Foshan Liqia Hardware Products Co., Ltd. , https://www.liqiamei.com
Human immunoreactive growth hormone (irGH) elisa kit instruction manual
**Human Immunoreactive Growth Hormone (irGH) ELISA Kit – Instructions for Use**
This ELISA kit is designed for the quantitative determination of human immunoreactive growth hormone (irGH) in biological samples such as serum, plasma, urine, cell culture supernatants, and tissue homogenates. The kit uses a sandwich ELISA method, which ensures high specificity and sensitivity for accurate detection.
**Kit Specifications:**
- 48-well or 96-well configuration
- Standard dilution: 1.5 mL × 1 bottle
- Enzyme standard reagent: 3 mL × 1 bottle (48-well) / 6 mL × 1 bottle (96-well)
- Storage conditions: 2–8°C
- Shelf life: 6 months from the date of receipt
**Kit Components:**
- Sealing film: 2 pieces (48-well) / 2 pieces (96-well)
- Standard: 0.5 mL × 1 bottle (2700 ng/L)
- Sample diluent: 3 mL × 1 bottle (48-well) / 6 mL × 1 bottle (96-well)
- Developer A: 3 mL × 1 bottle (48-well) / 6 mL × 1 bottle (96-well)
- Chromogen B: 3 mL × 1 bottle (48-well) / 6 mL × 1 bottle (96-well)
- Wash buffer (concentrated): 20 mL × 20 times (48-well) / 20 mL × 30 times (96-well)
- Stop solution: 3 mL × 1 bottle
- Anti-irGH coated microplate
**Principle of Operation:**
The ELISA kit utilizes a double-antibody sandwich technique. The microplate is pre-coated with anti-irGH antibodies. After adding the sample, irGH binds to the immobilized antibody. A horseradish peroxidase (HRP)-labeled secondary antibody is then added, forming an antibody-antigen-enzyme complex. TMB substrate is used for color development, and the reaction is stopped with a stop solution. The absorbance at 450 nm is measured, and the concentration of irGH is determined using a standard curve.
**Sample Preparation:**
- **Serum/Plasma:** Centrifuge at 2000–3000 rpm for 20 minutes after clotting or anticoagulant addition.

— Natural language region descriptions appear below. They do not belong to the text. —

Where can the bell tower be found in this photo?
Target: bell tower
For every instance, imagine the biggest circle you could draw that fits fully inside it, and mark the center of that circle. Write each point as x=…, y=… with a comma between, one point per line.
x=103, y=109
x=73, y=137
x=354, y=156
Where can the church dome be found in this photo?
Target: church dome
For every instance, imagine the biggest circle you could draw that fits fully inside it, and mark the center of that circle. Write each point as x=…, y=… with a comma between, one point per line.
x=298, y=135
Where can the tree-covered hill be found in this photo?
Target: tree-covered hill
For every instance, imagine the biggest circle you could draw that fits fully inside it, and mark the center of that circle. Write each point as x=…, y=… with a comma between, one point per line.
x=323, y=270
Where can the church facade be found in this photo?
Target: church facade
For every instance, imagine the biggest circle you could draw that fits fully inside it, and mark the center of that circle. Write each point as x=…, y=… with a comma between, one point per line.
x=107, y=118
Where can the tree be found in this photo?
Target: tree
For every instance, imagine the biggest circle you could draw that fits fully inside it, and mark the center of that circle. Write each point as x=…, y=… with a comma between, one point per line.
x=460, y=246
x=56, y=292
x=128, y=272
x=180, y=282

- **Urine:** Centrifuge at 2000–3000 rpm for 20 minutes.
- **Cell Culture Supernatant:** Centrifuge at 2000–3000 rpm for 20 minutes. For intracellular components, lyse cells by freezing/thawing before centrifugation.
- **Tissue:** Homogenize in PBS, centrifuge, and collect the supernatant.
**Storage & Handling:**
- Store all reagents at 2–8°C.
- Avoid repeated freeze-thaw cycles.
- Do not use samples containing NaN3, as it inhibits HRP activity.
**Procedure Summary:**
1. Prepare standard dilutions and load into designated wells.

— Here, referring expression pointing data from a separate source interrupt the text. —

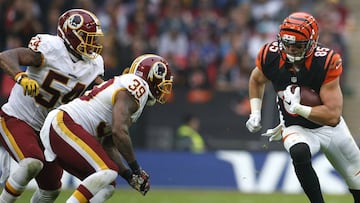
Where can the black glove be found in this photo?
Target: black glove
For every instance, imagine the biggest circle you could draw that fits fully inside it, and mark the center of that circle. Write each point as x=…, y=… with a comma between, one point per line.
x=140, y=180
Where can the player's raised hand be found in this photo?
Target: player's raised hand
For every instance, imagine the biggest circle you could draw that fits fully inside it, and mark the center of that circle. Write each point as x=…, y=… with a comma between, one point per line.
x=30, y=86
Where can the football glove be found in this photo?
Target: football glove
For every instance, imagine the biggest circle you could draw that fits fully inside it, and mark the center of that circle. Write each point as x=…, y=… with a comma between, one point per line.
x=140, y=181
x=274, y=134
x=253, y=123
x=30, y=86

2. Add sample diluent and test samples to respective wells.
3. Incubate at 37°C for 30 minutes.
4. Wash the plate 5 times with diluted washing buffer.
5. Add enzyme-labeled reagent and incubate again.
6. Add TMB substrate and develop color for 15 minutes.
7. Stop the reaction with stop solution.
8. Measure OD at 450 nm using a microplate reader.
9. Calculate concentrations using the standard curve.
**Notes:**
- Allow the kit to equilibrate at room temperature before use.
- Ensure proper pipetting accuracy and avoid cross-contamination.
- Always run standards in duplicate for reliable results.
- If sample OD exceeds the highest standard, perform a preliminary dilution.
**Performance:**
- Linear range: 0.2 IU/L – 6 IU/L
- Correlation coefficient (R²) ≥ 0.95
- Intra-batch CV < 9%, Inter-batch CV < 11%
**Service Commitment:**
We provide free technical support during working hours. Sample testing services are available upon request to help maximize experimental success.
**Important:** This kit is for research use only. Do not use for diagnostic purposes.